Welcome to an enchanting land of golden pagodas, velvet shoes and lotus flowers. After decades of darkness and fear, the horizon is full of hope as visitors are being encouraged to explore the treasures of this unique Asian country once more, says Harriet O'Brien. Photographs by Martin Morrell
Early one morning I watched a farmer propelling a small piece of land across a lake. Around him jet-black cormorants and sharp-white egrets fished the still waters. On the misty shores behind, golden pagodas glinted from the tops of forested hills. It was a staggeringly beautiful scene.

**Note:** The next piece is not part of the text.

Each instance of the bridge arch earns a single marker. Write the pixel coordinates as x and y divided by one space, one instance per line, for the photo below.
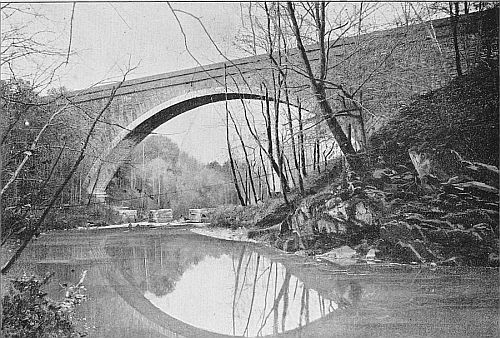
104 169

It was surreal, too. The farmer was taking his plot to a floating nursery garden where the enterprising locals grow tomatoes, cauliflowers, beans and other crops. Cleverly created out of water hyacinths and silt, these lush little rafts (like island-allotments) are anchored together in a large plantation and tended from narrow longboats.
The serenity of the watery scene before me was shattered as a motorised longboat sped into view. It was filled with Burmese tourists who waved and cheered at me and the farmer. Then they zoomed out of sight. They left a wake of joy that was shortly augmented by another boat of happy, waving Burmese visitors. Like so much else in this extraordinary country, the floating world of Inle Lake was utterly enchanting.